In de Wet Milieubeheer is indirect een koppeling gelegd met ruimtelijke plannen. Deze koppeling houdt in dat bij het voorbereiden van ruimtelijke plannen, waaronder het bestemmingsplan, de luchtkwaliteit moet worden betrokken in de afwegingen. In de Wet Milieubeheer zijn grenswaarden opgenomen welke het niveau aangeven van de buitenluchtkwaliteit dat op een bepaald moment zoveel mogelijk moet zijn bereikt of in stand moet worden gehouden.
Om te vermijden dat er nieuwe situaties ontstaan waarin grenswaarden worden overschreden of bestaande overschrijdingen toenemen, moet bij het opstellen van ruimtelijke plannen getoetst worden aan de grenswaarden.
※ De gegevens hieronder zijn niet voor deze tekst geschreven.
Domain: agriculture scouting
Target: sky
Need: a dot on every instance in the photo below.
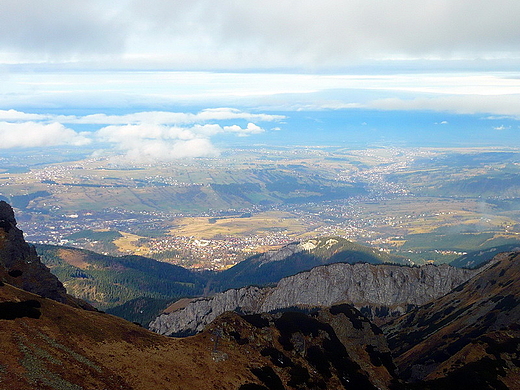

Een eventuele toename of overschrijding van deze waarden kan als consequentie hebben dat bepaalde nieuwe ontwikkelingen niet mogelijk zijn.

3.4.5.1 Algemeen beeld luchtkwaliteit plangebied

Omdat er geen significante ontwikkelingen in het plangebied of rondom het plangebied gepland zijn, zal de concentratie van de NOx en fijnstof niet veranderen. Hierdoor betekent de luchtkwaliteit geen belemmering voor het vaststellen van het bestemmingsplan.